«Non perdono chi uccise mio padre» Giusta la libertà a Vallanzasca?

L’appuntato della Polstrada Bruno Lucchesi ucciso nel 1976

Bruno Lucchesi fu freddato a 53 anni al casello dell'autostrada. Era al lavoro come appuntato della Polizia Stradale e quel giorno venne crivellato di proiettili dopo aver fermato un'auto sospetta. Oggi suo figlio grida la sua disperazione e dice: avevo 18 anni quando mio padre fu ucciso. Ho vissuto una vita da orfano e non perdono. Ma Vallanzasca ha sempre negato di essere stato lui a sparare

LUCCA. «Di fronte a notizie del genere si rimane sconcertati e tristi». Da ieri mattina l'uomo condannato a quattro ergastoli e 260 anni di carcere, anche con l'accusa di avergli ucciso il padre, può uscire dal carcere alle 7 e rientrare alle 19. Per l'ordinamento penitenziario Renato Vallanzasca, 60 anni, di cui 40 passati in cella, è un detenuto semilibero.

Il dolore. Lui, Armando Lucchesi, 52 anni, di Capannori, figlio dell'appuntato della polizia stradale Bruno Lucchesi, ucciso a 53 anni in un conflitto a fuoco al casello di Montecatini, mantiene il pudore di chi lascia per sé la pena immensa per la morte di un genitore. Divenne orfano a 18 anni quando, secondo la verità uscita dalle aule dei tribunali, Vallanzasca sparò al padre dopo essere stato scoperto alla guida di una Bmw con la targa rubata a una moto. Da allora con le sorelle Carolina e Maria Antonietta e la madre Nativa Bertocchini, residenti tra Lunata e Capannori, coltiva la memoria del papà cercando di rimuovere le gesta di quello che negli anni Settanta era il pericolo pubblico numero uno.

La semilibertà. La tragedia al casello il 23 ottobre 1976. Per Vallanzasca un morto in più nel suo macabro curriculum. Per la famiglia Lucchesi la perdita di un marito e di un papà di tre figli obbligati a crescere in fretta.
«La decisione di concedergli la semilibertà non mi trova d'accordo - spiega in tono pacato Armando Lucchesi -. Non c'è solo la morte di mio padre. Ha commesso tanti altri omicidi e si macchiato di reati che restano indelebili. Ma la legge è questa. Basta pensare a quel ragazzo che aveva ucciso con decine di coltellate la mamma e il figlio della sua amica. È uscito dopo 9 anni».

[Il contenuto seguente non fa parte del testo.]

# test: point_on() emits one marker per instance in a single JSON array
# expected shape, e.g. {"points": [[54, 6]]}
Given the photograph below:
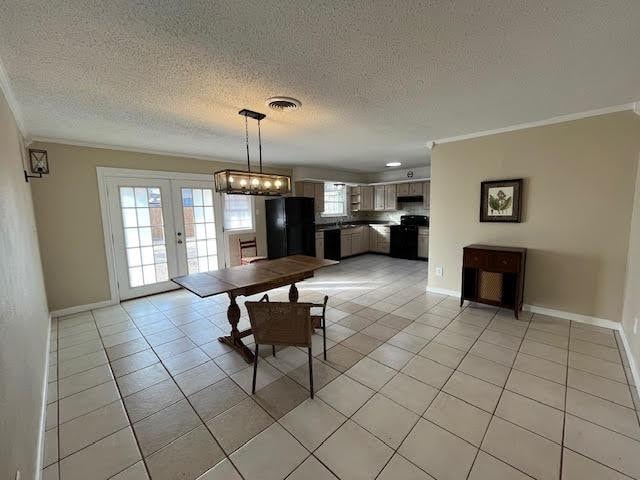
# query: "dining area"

La versione del bandito. L'omicidio di Bruno Lucchesi è l'unico di cui Vallanzasca non vuole assumersi la responsabilità. Sequestratore, rapinatore a mano armata, omicida, protagonista di clamorose evasioni, tentate e riuscite. Spietato contro gli infami che tradiscono. Eppure il bel René nel caso Lucchesi si è sempre proclamato innocente.
Per Vallanzasca l'appuntato fu ucciso da un altro uomo, che il detenuto dice di conoscere, ma di cui non ha mai svelato l'identità. Un uomo che viaggiava verso Foggia con una patente falsa da consegnare al bandito che attendeva il documento per concludere il sequestro del figlio del vicepresidente del Foggia Calcio. Al controllo di polizia, il guidatore che Vallanzasca sostiene non essere lui, per sbaglio esibì la patente preparata per il boss e gli eventi precipitarono. I giudici non gli hanno mai creduto.
«Troppo facile dire certe cose ora - aggiunge Lucchesi -. Perché non ha dato subito questa versione?».

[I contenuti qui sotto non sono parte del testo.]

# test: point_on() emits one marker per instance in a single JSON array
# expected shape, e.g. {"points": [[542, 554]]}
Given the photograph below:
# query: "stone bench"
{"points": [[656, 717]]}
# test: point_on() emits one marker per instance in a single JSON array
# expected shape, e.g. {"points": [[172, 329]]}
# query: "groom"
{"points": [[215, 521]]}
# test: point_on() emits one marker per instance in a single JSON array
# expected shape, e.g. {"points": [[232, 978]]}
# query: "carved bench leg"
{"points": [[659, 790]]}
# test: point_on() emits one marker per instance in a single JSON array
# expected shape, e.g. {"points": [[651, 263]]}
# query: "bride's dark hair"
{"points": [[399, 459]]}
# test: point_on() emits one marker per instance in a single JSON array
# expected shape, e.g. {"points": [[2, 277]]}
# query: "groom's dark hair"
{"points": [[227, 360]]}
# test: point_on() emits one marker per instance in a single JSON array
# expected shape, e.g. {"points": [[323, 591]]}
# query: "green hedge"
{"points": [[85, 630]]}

Il film. La storia di Vallanzasca raccontata dai furti nel quartiere milanese della Comasina, quando frequentava le elementari, ai colpi in banche e portavalori di mezza Italia, diventerà un film diretto da Michele Placido con l'attore Kin Rossi Stuart nel ruolo del bandito. La lavorazione è quasi finita. La pellicola si ispira al libro autobiografico "Il fiore del male" uscito oltre dieci anni fa. Tra le frasi del Vallanzasca-pensiero una in particolare sembra fatta apposta per il suo epitaffio: «C'è chi nasce per fare lo sbirro, chi lo scienziato, chi per diventare Madre Teresa di Calcutta. Io sono nato ladro».

«Vogliamo dimenticare». «Non ho letto il libro e non so se vedrò il film - precisa Lucchesi -. Con le mie sorelle cerchiamo di dimenticare, si fa per dire, quello che è successo a papà e ciò che fa Vallanzasca. Mia madre ha 81 anni e meno sente parlare di quell'uomo e meglio sta».